Dans une famille recomposée, le droit successoral réserve une surprise désagréable. Lorsqu'il existe des enfants issus d'une autre union (enfants que vous avez eus avec un précédent partenaire), les droits de votre conjoint actuel sont fortement restreints.

La règle est la suivante : en présence d'enfants non communs, votre conjoint ne peut recevoir qu'un quart du patrimoine en pleine propriété, et uniquement cela. Il ne peut pas choisir l'option « usufruit sur la totalité des biens » comme ce serait le cas si tous les enfants étaient communs.

⚠️ Risque réel : Si Marc a 2 enfants d'un premier mariage et se remarie avec Sophie, et que Marc décède sans avoir pris de précautions : Sophie ne reçoit que 1/4 du patrimoine. Les enfants du premier mariage peuvent « évincer » Sophie de l'usufruit sur les 3/4 restants.

En pratique, cela peut signifier que votre conjoint doit quitter le domicile familial si vos enfants d'une autre union en réclament leur part. C'est l'une des situations les plus conflictuelles en droit successoral français.

La protection du conjoint dans une famille recomposée

L'assurance-vie : la solution principale

L'assurance-vie est le meilleur outil pour protéger votre conjoint dans une famille recomposée.

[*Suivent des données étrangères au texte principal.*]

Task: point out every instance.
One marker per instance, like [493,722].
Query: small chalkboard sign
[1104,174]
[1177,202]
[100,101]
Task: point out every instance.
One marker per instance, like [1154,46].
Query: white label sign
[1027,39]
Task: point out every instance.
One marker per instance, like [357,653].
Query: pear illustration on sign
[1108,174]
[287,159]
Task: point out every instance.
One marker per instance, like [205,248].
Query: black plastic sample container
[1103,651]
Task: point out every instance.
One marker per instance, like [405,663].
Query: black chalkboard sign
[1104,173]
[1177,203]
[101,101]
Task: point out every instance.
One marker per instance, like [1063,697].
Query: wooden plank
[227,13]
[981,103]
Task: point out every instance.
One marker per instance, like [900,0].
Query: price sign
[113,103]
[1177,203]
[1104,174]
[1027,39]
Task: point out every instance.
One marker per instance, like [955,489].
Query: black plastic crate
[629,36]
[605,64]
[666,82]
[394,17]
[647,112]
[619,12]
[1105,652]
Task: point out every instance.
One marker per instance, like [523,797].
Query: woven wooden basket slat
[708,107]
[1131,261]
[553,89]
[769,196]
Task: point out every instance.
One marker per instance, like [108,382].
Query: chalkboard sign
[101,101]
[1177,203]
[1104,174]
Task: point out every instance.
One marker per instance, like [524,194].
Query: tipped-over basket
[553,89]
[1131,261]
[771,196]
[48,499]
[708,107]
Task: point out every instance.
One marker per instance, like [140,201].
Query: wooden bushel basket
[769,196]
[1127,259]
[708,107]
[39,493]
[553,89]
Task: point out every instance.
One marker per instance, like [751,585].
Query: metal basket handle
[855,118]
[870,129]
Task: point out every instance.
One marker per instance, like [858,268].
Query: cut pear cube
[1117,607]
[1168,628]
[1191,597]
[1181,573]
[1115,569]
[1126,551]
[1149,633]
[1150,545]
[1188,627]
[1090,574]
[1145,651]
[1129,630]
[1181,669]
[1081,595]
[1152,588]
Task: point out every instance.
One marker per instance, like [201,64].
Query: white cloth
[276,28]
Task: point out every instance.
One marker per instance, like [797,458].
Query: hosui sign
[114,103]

En le désignant bénéficiaire, vous lui transmettez un capital hors succession — les enfants ne peuvent pas s'y opposer. Jusqu'à 152 500 € (pour les versements avant vos 70 ans), ce capital est même exonéré de droits.

La donation entre époux (donation au dernier vivant)

La donation entre époux permet d'élargir les droits de votre conjoint au-delà du minimum légal — mais elle reste limitée par la présence d'enfants d'un autre lit. Elle ne peut pas donner à votre conjoint plus que la quotité disponible, qui est réduite en présence d'enfants non communs.

Le testament

Vous pouvez léguer à votre conjoint la quotité disponible ordinaire (ce qui reste après la réserve des enfants). Avec 2 enfants au total, la quotité disponible est d'un tiers. Avec 3 enfants, elle est d'un quart.

⚠️ Limite importante : En présence d'enfants d'une autre union, même le testament ne peut pas accorder à votre conjoint l'usufruit universel. La loi le protège expressément pour permettre aux enfants non communs de récupérer leur part.

La protection des enfants de chaque union

La loi protège également les enfants de chaque lit de manière équitable. Tous les enfants du défunt — qu'ils soient issus du mariage actuel ou d'une union précédente — bénéficient de la même réserve héréditaire, calculée sur l'ensemble.

Si vous avez 2 enfants du premier mariage et 1 enfant avec votre conjoint actuel : les 3 enfants se partagent les 3/4 du patrimoine à parts égales (un quart chacun). Le conjoint survivant reçoit le quart restant.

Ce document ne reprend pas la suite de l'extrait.